🔍 LGTM Stack for Kubernetes

Introduction

The LGTM stack, by Grafana Labs, combines best-in-class open-source tools to provide comprehensive system visibility, consisting of:

Loki: Log aggregation system https://grafana.com/oss/loki/
Grafana: Interface & Dashboards https://grafana.com/oss/grafana/
Tempo: Distributed tracing storage and management https://grafana.com/oss/tempo/
Mimir: Long-term metrics storage for Prometheus https://grafana.com/oss/mimir/

With this stack, we have a complete observability solution that covers logs, metrics, and traces, with support for high availability and scalability, plus all data will be present in a single location (grafana), making it easier to analyze and correlate events, and by using object storage as a backend, the solution becomes much more economical compared to others that require dedicated databases or persistent disks.

Architecture
- Hardware Requirements
Getting Started
- Prerequisites
- Installation
  - Option 1: Makefile
  - Option 2: Manual Installation
    - Setup
    - Choose Your Environment
      - Local
      - GCP Production Setup
Install Dependencies
Testing
- Access Grafana
- Sending Data
OpenTelemetry
Uninstall

Architecture

The architecture of the LGTM stack in a Kubernetes environment follows a well-defined flow of data collection, processing, and visualization:

Applications send telemetry data to an agent, in this case, the OpenTelemetry Collector.
OpenTelemetry Collector acts as a central hub, routing each type of data to its specific backend:

Loki: for log processing
Mimir: for metrics storage
Tempo: for trace analysis

Data is stored in an Object Storage, with dedicated buckets for each tool.
Grafana is the interface where all data is queried, allowing for unified dashboards and alerts.
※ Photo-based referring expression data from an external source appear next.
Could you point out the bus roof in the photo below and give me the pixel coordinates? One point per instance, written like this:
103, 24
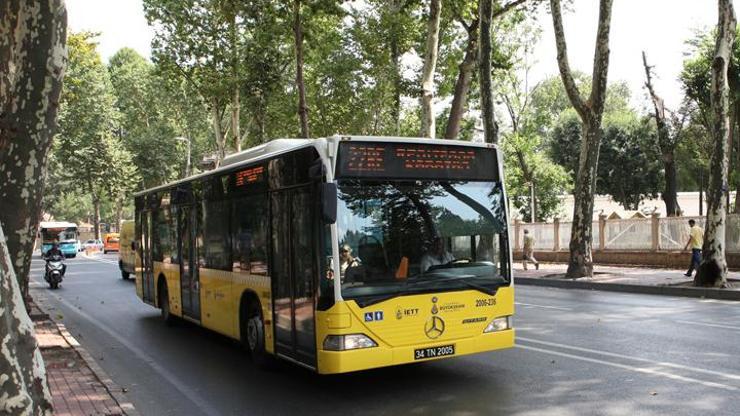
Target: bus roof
57, 224
278, 146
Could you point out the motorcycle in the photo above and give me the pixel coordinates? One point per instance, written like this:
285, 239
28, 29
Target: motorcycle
54, 271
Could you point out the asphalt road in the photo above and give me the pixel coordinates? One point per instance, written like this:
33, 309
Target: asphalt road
578, 353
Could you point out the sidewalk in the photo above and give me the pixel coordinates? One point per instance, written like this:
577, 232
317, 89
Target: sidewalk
625, 279
78, 385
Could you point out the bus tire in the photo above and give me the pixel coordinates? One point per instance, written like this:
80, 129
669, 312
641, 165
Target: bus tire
253, 336
164, 305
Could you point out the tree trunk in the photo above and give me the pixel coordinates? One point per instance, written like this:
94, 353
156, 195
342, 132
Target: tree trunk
32, 60
581, 239
300, 84
670, 192
590, 112
428, 127
713, 268
490, 127
396, 106
462, 85
96, 215
235, 105
119, 213
218, 133
666, 144
24, 387
235, 129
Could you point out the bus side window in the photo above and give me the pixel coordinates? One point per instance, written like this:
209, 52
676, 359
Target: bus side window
249, 228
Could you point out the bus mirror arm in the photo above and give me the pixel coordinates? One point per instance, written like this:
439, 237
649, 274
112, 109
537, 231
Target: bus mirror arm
329, 202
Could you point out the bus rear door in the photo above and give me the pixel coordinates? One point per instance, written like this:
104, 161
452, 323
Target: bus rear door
189, 281
147, 274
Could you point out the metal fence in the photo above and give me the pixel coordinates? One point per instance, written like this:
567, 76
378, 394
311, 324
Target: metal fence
634, 234
630, 234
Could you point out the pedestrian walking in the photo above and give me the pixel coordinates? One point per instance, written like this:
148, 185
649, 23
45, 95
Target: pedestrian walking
529, 250
696, 240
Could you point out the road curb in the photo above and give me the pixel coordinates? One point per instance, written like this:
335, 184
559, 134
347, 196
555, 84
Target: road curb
692, 292
113, 389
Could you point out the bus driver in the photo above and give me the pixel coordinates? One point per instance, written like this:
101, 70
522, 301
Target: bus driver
436, 256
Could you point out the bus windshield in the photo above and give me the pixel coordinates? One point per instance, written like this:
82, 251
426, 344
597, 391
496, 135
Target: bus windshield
404, 237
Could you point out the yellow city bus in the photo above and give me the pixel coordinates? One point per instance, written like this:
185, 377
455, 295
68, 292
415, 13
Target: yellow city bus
338, 254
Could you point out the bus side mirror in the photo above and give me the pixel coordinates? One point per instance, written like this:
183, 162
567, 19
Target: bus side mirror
328, 194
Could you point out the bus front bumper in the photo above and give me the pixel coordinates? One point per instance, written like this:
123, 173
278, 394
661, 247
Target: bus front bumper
333, 362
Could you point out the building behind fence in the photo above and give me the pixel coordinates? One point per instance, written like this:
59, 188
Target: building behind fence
635, 234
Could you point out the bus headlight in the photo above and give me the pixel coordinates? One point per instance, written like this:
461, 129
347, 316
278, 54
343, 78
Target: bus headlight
348, 342
499, 324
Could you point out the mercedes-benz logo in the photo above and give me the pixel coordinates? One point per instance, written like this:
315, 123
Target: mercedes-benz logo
434, 327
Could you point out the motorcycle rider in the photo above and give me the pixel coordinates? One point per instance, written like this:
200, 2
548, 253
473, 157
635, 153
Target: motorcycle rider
55, 251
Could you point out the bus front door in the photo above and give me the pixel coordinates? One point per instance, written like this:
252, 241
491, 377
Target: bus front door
189, 282
293, 274
147, 284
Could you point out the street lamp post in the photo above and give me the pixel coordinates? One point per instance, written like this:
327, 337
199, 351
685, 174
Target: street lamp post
187, 165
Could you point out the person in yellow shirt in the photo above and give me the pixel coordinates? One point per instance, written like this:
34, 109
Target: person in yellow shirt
696, 240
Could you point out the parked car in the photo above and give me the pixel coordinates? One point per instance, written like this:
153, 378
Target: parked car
111, 242
93, 245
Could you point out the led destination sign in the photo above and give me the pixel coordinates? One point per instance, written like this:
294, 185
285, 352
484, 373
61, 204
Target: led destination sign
423, 161
250, 175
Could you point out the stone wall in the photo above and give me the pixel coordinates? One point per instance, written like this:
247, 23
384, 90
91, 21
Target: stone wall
667, 259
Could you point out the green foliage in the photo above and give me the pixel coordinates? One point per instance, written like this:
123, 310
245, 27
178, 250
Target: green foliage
696, 80
628, 145
551, 180
87, 158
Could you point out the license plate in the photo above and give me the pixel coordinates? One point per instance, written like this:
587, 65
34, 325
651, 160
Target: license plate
434, 352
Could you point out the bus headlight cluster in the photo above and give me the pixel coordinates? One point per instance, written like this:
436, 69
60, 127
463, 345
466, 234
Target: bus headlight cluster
348, 342
499, 324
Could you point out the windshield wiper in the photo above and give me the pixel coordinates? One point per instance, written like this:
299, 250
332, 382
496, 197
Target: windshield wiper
464, 280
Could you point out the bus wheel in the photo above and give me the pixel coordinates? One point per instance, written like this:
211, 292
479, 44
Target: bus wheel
253, 336
164, 305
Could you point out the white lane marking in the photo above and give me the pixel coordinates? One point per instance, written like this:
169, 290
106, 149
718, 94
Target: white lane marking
643, 370
198, 400
102, 260
737, 328
543, 306
627, 357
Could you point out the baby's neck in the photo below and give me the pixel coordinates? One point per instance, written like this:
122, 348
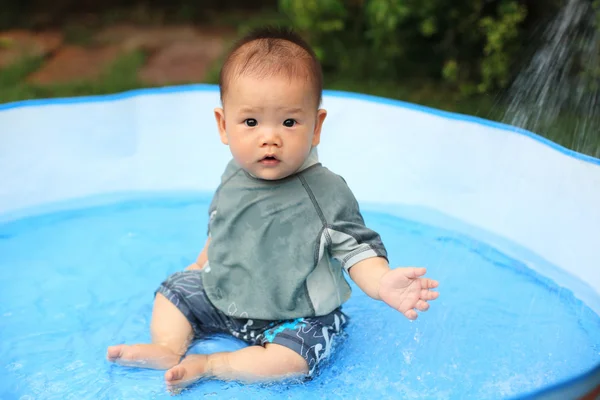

Also this architecture includes three optional components:

Prometheus: collects custom metrics from apps and cluster and sends to Mimir
Kube-state-metrics: collects metrics (CPU/Memory) of services/apps through the API server and outputs to Prometheus
Promtail: agent that captures container logs and sends to Loki

Hardware Requirements

Local:

2-4 CPUs
8 GB RAM

Production setup:

Can vary a lot depending on the amount of data and traffic, it's recommended to start with a small setup and scale as needed, for small-mid environments the following is recommended (minimum):
- 8 CPUs
- 24 GB RAM
- 100 GB disk space (SSD, don't count for storage backends)

🚀 Getting Started

✨ Prerequisites

Helm v3+
kubectl
- For local testing: k3s or minikube kubernetes cluster configured
For GCP: gcloud CLI

Note: This guide uses the official lgtm-distributed Helm chart from Grafana Labs for deployment.

Installation

Option 1: Makefile

To simplify the installation process, you can use the Makefile commands:

# Clone repository
git clone git@github.com:daviaraujocc/lgtm-stack.git
cd lgtm-stack
make install-local # For local testing, for using GCP cloud storage use make install-gcp and set PROJECT_ID

This will install the LGTM stack with the default configuration for local with the dependencies (promtail, dashboards, prometheus, MiniO). If you want to customize the installation, you can edit the helm/values-lgtm.local.yaml file.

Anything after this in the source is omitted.